Correction appended, March 30, 2015.
Since 1959, when the current Dalai Lama escaped from Tibet, his tireless efforts for freedom for Tibetans and peace in the world have irked and outraged the Chinese Communist Party. Its leaders have called the 14th Dalai Lama a “wolf in sheep’s clothing,” “a devil with a human face,” and a “devil with horns.” They ban the Dalai Lama’s portrait and severely punish anyone in Tibet found carrying or displaying his image.
How incredible, then, that China now claims the right to locate the next reincarnation of the spiritual leader whom they call “the devil.” How incredible, too, that the Communist leaders whose ideology regards religion as the opium of the people, and whose founding figure, Mao Zedong, famously told His Holiness the Dalai Lama in Beijing that “religion is poison,” now orders the Dalai Lama to reincarnate on the Chinese government’s terms.
If the Chinese leadership believes in rebirth and religion so much, instead of worrying about the reincarnation of a “devil,” they should — as His Holiness himself has remarked — start with finding the reincarnation of revolutionary leaders such as Chairman Mao and Deng Xiaoping.
In July of this year, the Dalai Lama turns 80. For decades, he has addressed the question of his reincarnation. He said that the next Dalai Lama could come in the form of reincarnation, selection or emanation. He also said that if the present situation regarding Tibet remains the same, he will be born outside Tibet, away from the control of the Chinese authorities. He warned that any candidate chosen for political ends by anyone, including China, should not be recognized or accepted.
The Chinese government’s claim to sole authority over the choice and location of the next Dalai Lama is a mockery of human intelligence. Yet Zhu Weiquin, head of the ethnic and religious affairs committee of the Chinese People’s Political Consultative Conference, asserted that the “decision-making power over the reincarnation of the Dalai Lama, and over the end or survival of this lineage, resides in the central government of China.” Imagine Fidel Castro picking the Pope!

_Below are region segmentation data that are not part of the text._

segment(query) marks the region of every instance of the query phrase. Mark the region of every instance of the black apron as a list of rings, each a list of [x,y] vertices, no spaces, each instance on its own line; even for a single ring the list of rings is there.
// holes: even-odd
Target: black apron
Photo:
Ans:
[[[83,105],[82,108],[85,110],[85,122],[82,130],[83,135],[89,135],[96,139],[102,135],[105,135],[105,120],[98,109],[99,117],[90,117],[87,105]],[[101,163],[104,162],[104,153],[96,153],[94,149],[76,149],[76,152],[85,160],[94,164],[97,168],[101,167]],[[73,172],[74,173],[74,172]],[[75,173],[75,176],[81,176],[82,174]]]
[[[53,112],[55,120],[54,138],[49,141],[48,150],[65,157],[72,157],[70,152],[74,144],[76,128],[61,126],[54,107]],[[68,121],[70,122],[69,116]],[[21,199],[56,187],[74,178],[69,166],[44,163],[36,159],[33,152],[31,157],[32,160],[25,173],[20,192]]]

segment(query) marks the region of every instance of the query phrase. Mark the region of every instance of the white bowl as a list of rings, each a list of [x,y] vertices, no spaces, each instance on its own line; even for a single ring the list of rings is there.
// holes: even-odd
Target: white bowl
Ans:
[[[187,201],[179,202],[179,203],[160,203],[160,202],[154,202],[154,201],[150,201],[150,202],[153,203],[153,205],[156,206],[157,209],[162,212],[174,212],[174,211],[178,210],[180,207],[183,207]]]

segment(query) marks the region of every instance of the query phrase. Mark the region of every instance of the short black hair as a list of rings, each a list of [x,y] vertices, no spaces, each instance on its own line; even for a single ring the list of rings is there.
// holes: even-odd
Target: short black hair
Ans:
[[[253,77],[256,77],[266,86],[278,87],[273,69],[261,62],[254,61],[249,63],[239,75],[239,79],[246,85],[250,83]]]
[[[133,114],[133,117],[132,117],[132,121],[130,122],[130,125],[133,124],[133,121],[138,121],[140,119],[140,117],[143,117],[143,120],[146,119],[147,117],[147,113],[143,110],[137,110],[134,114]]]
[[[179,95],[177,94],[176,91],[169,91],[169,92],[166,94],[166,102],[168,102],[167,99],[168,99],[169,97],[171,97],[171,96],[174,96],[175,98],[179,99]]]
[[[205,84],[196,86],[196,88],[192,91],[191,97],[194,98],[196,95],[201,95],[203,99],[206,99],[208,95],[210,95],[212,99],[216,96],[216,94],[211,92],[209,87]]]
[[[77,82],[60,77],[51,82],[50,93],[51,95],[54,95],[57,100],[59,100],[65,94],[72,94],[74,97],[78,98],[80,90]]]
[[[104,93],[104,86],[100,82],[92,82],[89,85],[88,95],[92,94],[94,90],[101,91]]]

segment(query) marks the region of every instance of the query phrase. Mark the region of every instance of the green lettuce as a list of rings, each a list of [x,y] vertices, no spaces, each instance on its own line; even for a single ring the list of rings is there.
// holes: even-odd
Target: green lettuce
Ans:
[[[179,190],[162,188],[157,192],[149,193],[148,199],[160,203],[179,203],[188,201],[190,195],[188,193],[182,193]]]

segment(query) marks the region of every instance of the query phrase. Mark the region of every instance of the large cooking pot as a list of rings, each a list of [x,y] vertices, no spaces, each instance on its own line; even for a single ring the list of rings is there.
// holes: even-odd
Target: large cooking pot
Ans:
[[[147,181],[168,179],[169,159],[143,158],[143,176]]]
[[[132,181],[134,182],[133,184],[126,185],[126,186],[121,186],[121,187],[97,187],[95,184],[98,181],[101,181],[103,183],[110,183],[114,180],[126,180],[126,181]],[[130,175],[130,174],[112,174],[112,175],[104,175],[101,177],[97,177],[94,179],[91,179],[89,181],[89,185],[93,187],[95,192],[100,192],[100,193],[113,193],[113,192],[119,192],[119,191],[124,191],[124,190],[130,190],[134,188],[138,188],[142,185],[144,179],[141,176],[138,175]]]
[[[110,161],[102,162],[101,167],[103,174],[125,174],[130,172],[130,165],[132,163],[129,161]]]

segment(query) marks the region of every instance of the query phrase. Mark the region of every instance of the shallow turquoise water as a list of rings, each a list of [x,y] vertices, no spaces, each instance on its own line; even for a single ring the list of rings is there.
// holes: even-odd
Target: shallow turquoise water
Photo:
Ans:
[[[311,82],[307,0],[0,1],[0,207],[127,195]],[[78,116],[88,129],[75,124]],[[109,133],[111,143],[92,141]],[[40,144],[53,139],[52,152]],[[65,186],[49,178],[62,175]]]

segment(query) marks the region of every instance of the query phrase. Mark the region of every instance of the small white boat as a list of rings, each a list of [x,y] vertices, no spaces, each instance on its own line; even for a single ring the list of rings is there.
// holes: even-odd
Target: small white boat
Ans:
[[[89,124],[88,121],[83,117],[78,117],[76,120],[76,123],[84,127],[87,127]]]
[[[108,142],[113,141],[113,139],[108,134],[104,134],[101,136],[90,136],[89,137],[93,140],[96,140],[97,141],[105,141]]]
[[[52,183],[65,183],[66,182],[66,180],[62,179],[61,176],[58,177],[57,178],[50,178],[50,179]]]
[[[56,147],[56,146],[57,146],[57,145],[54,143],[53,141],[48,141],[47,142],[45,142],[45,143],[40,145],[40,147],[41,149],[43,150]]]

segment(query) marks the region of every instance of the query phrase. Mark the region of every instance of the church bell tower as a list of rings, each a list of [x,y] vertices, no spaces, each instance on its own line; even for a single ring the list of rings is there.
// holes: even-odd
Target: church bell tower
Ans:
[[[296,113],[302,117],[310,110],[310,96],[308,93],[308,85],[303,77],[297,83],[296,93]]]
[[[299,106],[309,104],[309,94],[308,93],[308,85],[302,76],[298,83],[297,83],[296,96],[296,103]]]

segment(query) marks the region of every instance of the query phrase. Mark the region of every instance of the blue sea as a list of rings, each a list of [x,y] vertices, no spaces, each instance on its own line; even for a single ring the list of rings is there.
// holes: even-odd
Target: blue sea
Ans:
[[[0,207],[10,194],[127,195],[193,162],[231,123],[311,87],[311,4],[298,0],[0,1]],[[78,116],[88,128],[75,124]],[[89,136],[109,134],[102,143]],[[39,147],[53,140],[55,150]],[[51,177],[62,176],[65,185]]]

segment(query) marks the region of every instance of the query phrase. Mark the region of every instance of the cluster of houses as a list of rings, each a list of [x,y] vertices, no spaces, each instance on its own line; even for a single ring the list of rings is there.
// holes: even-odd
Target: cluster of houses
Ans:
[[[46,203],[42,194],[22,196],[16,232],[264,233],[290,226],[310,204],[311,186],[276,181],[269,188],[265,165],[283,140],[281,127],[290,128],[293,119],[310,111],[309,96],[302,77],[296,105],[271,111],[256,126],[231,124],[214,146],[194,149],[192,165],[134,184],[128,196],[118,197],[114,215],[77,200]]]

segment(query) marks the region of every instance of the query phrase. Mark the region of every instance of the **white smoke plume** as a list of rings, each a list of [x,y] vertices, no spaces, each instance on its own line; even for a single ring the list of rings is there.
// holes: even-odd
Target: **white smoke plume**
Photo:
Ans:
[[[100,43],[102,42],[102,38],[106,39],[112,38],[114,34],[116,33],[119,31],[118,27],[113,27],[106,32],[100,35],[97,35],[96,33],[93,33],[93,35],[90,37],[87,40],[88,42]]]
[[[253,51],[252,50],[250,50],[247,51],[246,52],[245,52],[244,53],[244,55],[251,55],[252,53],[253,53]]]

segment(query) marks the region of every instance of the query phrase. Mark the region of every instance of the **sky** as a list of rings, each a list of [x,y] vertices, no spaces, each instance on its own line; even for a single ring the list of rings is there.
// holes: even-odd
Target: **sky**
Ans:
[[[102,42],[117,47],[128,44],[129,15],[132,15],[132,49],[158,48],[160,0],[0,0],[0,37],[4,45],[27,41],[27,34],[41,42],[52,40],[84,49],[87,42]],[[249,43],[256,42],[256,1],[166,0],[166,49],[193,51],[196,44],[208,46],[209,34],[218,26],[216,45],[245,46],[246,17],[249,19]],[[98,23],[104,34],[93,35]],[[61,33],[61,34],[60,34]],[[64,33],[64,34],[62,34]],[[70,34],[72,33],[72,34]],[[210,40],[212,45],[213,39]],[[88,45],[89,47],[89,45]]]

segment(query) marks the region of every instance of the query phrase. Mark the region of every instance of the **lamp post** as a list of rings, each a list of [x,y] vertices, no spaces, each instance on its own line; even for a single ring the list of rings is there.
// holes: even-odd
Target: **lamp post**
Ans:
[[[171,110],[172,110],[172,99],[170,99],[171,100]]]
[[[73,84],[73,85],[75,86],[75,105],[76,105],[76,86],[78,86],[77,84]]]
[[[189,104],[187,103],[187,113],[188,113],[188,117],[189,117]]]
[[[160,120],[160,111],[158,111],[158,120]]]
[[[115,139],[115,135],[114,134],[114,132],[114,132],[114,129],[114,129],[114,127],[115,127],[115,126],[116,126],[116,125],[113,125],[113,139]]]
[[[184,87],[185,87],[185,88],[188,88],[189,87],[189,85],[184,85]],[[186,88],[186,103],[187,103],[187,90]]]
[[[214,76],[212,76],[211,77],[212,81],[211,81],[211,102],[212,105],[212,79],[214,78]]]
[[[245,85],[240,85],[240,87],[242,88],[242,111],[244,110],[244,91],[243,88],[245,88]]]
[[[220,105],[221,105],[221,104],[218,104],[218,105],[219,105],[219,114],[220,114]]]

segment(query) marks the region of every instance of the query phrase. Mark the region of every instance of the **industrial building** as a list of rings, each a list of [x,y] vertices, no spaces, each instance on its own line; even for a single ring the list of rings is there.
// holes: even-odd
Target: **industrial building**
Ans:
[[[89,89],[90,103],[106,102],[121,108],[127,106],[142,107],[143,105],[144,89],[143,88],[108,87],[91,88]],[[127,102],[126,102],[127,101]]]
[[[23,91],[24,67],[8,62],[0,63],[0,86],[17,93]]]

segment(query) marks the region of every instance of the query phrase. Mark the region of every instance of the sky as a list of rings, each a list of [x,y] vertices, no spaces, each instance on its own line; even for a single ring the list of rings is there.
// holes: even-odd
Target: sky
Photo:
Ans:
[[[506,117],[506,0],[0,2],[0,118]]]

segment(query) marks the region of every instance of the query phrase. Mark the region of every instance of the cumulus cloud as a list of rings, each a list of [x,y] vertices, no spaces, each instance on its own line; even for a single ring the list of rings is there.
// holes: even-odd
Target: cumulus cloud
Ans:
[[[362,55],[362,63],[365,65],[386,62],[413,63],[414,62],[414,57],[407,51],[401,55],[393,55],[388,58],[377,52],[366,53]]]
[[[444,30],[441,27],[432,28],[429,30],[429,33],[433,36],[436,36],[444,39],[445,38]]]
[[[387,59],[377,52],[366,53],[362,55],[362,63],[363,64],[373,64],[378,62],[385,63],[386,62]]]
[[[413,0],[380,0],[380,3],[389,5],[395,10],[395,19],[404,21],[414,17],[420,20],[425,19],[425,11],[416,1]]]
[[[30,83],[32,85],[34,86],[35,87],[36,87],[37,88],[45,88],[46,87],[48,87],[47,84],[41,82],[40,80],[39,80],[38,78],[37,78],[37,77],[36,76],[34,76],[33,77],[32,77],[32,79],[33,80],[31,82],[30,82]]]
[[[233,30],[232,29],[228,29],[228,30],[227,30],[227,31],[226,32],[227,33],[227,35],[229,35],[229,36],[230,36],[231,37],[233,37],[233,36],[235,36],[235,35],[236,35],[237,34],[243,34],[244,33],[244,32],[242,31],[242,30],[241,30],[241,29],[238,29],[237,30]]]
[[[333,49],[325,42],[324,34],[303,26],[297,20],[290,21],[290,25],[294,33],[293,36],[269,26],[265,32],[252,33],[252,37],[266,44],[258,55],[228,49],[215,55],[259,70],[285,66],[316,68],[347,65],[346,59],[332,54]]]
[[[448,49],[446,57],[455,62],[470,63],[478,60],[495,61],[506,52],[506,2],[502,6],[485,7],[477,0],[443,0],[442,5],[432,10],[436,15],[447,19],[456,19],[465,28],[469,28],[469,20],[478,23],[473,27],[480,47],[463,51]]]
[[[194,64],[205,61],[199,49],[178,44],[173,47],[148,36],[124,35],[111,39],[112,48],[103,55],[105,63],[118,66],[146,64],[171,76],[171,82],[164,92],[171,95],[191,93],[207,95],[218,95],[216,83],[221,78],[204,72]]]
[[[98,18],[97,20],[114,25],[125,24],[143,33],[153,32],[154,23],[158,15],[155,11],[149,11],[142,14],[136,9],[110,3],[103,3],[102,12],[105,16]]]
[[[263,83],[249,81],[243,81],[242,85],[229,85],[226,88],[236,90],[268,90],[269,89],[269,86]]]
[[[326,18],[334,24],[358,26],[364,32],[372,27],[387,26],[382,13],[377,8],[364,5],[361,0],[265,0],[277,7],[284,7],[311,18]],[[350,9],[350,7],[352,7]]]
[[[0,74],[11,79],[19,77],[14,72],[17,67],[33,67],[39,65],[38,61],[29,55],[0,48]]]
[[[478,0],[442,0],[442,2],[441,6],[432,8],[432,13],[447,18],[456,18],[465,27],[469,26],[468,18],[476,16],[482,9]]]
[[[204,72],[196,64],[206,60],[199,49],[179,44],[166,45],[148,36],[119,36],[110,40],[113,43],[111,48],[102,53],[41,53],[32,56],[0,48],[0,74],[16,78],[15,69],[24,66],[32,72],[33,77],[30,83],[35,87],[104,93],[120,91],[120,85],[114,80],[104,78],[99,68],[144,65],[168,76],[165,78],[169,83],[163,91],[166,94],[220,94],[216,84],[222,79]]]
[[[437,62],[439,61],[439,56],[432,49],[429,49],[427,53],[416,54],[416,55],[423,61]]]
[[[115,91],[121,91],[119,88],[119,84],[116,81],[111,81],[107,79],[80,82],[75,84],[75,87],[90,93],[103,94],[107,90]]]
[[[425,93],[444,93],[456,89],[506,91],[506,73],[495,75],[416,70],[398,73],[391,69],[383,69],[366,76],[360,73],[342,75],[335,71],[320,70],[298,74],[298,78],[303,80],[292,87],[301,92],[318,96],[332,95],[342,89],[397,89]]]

Historically, the Chinese Communist Party’s closest engagement with the religion of Tibetan Buddhism started in the 1950s when the national army destroyed 98% of the then existent Tibetan monasteries and disrobed 98% of its monks and nuns — tragic events carefully documented in the 70,000 Character Petition to Chairman Mao written by the late Panchen Lama in 1962. Beginning with the monumental carnage of the so-called Great Leap Forward and Cultural Revolution, extending into “patriotic re-education” in the monasteries and strike-hard campaigns that denounced the Dalai Lama and all expressions of religious freedom, and continuing to today’s restrictive policies in Tibet, Beijing’s incessantly flawed policies and ruthless campaigns to repress Tibet’s Buddhist culture and civilization have been the hallmark of the party’s rule.
In Tibetan Buddhism, reincarnation is a deeply revered and sacred spiritual practice spanning nine centuries. Behind the idea of reincarnation is the faithful belief in rebirth and its purpose to continue the mission and wisdom of the previous incarnation in the present body. It is the extraordinary bond between the spiritual teacher and the faithful that has historically sustained the Dalai Lamas as the long-serving sovereigns of Tibet, functioning as both temporal and spiritual leaders for 369 years. Only as recently as 2011 did the current Dalai Lama, adapting to the concept of democracy, voluntarily transfer his political powers to an elected leader of the Tibetan people.
Despite more than 50 years of state-sponsored rampages and destruction, the Tibetan people have not lost hope. The source of that hope is the Dalai Lama and the power of spirituality. As long as the Tibetan people continue to suffer in their homeland, the Dalai Lama will not become a political stooge of the state by reincarnating in an occupied Tibet.
Correction: The original version of this story incorrectly described the process by which the next Dalai Lama could come. The next Dalai Lama could come by reincarnation, selection or emanation. The original version of this story misstated the percentage of monasteries destroyed and monks and nuns who were disrobed by the Chinese government. It was 98%.